Miracolo a Le Havre: solidarietà e ironia
L’ultima fatica di Aki Kaurismäki è stata presentata per la prima volta al Festival di Cannes 2011, ricevendo una buonissima accoglienza ma tornando a casa a secco per quanto riguarda i premi più succosi. Peccato, perché questo Miracolo a Le Havre è di sicuro uno dei Kaurismäki migliori, secondo forse solamente a L’uomo senza passato. E si apre ancora una volta il dibattito sul modo di fare cinema del regista finlandese. È noto – e anche in Le Havre non si riceve una smentita – che Kaurismäki, nell’arco della sua carriera, abbia riproposto costantemente gli stessi temi con uno stesso stile (il suo, inconfondibile). Si tratta di ristagno creativo o di evidente esempio di ottimo cinema d’autore?
Tale è la semplicità di Kaurismäki nel trattare temi complicati, tanto acuta è la sua ironia tesa a stemperare la seriosità (e la drammaticità) delle problematiche mostrate, tali sono la leggerezza e la vivacità di immagini che vogliono veicolare un forte messaggio morale e sociale, che è impossibile, almeno col cuore, tacciare il regista finlandese di ripetitività, e perciò stroncarlo.

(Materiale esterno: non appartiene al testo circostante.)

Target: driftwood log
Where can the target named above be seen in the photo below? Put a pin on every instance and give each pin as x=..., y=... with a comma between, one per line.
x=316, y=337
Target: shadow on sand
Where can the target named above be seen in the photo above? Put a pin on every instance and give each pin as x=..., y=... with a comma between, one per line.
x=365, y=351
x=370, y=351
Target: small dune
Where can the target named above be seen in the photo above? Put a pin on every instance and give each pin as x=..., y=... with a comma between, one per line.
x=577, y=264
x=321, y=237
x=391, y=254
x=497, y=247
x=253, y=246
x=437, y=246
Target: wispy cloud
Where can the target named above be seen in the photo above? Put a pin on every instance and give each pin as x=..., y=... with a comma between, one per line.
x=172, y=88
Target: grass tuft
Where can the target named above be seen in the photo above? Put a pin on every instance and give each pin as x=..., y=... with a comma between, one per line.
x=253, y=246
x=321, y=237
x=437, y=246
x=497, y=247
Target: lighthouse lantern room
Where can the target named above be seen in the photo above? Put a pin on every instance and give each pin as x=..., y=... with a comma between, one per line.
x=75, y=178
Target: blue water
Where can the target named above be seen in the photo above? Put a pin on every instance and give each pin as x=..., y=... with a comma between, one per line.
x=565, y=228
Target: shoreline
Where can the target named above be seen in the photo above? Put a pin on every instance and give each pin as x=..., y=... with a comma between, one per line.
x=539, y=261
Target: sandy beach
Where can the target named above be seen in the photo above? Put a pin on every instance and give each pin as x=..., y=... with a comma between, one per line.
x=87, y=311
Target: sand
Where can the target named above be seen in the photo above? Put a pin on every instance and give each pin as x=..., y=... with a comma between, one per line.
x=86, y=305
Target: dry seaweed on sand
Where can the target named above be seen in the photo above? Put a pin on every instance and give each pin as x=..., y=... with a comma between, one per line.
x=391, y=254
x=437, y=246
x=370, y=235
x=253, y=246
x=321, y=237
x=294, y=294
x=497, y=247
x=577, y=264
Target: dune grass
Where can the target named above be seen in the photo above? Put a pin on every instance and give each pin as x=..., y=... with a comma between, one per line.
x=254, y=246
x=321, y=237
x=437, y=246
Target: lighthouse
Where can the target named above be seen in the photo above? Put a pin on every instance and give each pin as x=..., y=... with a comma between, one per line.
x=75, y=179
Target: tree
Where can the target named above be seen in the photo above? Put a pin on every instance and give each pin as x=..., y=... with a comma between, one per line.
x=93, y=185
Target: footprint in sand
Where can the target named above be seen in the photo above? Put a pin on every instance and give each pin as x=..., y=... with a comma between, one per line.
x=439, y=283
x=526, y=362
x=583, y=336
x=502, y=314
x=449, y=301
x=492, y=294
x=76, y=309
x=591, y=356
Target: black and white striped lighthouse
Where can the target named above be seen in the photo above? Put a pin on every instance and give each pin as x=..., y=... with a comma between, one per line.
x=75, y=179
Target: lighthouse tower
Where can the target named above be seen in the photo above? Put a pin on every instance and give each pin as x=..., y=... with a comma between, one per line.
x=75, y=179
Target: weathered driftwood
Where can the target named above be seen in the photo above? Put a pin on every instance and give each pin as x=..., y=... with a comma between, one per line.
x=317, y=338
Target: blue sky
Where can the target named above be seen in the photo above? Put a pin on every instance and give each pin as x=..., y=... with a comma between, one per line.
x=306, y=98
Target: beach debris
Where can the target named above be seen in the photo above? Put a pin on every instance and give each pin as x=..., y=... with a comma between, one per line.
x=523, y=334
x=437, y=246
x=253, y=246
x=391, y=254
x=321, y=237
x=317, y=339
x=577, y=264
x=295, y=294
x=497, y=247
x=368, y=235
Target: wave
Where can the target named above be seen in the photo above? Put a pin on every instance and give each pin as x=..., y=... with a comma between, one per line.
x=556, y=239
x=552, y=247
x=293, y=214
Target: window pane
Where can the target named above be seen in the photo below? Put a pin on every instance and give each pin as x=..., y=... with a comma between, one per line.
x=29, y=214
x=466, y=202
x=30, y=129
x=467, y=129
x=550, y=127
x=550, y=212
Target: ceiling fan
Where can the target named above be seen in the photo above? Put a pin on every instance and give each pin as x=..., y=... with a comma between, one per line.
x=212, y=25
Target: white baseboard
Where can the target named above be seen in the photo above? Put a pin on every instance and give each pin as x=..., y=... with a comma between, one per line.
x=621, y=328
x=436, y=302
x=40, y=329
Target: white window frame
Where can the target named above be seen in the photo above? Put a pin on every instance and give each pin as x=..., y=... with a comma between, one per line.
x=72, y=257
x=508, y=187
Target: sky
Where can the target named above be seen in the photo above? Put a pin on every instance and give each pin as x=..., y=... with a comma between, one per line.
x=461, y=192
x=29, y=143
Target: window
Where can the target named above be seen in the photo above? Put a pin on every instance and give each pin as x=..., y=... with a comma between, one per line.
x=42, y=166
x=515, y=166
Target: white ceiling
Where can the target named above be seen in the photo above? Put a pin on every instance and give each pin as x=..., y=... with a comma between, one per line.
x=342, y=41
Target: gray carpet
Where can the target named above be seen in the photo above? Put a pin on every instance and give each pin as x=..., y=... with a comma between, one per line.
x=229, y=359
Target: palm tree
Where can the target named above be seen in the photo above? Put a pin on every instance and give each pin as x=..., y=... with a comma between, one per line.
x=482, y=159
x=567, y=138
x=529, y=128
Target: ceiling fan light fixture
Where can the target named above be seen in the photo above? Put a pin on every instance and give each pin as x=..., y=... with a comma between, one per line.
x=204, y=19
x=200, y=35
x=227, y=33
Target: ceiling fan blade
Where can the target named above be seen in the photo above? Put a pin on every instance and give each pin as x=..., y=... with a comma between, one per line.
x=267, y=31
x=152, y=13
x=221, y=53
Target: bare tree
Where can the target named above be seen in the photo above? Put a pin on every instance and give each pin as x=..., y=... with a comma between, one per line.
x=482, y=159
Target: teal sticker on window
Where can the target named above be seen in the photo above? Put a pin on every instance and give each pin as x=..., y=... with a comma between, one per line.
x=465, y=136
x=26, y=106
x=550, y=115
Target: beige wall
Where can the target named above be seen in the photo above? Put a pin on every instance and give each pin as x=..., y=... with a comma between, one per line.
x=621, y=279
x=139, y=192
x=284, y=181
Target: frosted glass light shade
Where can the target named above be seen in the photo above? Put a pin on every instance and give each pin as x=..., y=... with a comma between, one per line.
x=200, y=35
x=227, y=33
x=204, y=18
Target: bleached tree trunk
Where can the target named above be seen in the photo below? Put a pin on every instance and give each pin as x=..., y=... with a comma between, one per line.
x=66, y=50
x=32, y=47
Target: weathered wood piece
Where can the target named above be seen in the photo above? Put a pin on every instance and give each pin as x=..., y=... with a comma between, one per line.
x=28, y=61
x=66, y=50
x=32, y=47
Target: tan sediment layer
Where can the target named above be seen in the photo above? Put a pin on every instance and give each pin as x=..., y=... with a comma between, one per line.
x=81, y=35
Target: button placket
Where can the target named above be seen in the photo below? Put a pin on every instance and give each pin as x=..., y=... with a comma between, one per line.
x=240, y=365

Perché il cinema di Kaurismäki è questo: schierarsi dalla parte degli outsider e dei relitti della società, costringere lo spettatore a simpatizzare per loro e a seguire il loro percorso di crollo e rinascita.
La storia dei personaggi di Le Havre si divincola tra due forze in opposizione, quella conciliante della solidarietà umana (Marcel cerca di far arrivare, con la complicità del vicinato, il giovane Idrissa a Londra, dove lo aspetta la madre) e quella repulsiva della legge (la polizia dà la caccia al ragazzino). Kaurismäki fa prevalere la prima, e fa finire tutto nel migliore dei modi (soffermandosi persino su un ciliegio in fiore, un finale irreale nella sua dissonanza che porta alla mente quello di Velluto blu con i pettirossi). L’happy end non è un ostentazione di ottimismo, ma un invito per lo spettatore, veicolato da una catarsi senza tragedia, a uscire dalla sala contento e a comportarsi nel mondo lì fuori come farebbero i personaggi positivi del film. Anche questa volta Kaurismäki non può fare a meno dell’uso della musica: se in L’uomo senza passato il protagonista convinceva la band dell’Esercito della Salvezza a buttarsi sul rock, in Miracolo a Le Havre Marcel raccoglie i soldi per mandare Idrissa a Londra grazie a un concerto di beneficienza tenuto da Roberto Piazza (alias Little Bob), che si è convinto a cantare solo dopo la riconciliazione con la sua amata.
Curiosità
Il protagonista André Wilms è lo scrittore in Vita da bohème, altro film francese di Kaurismäki.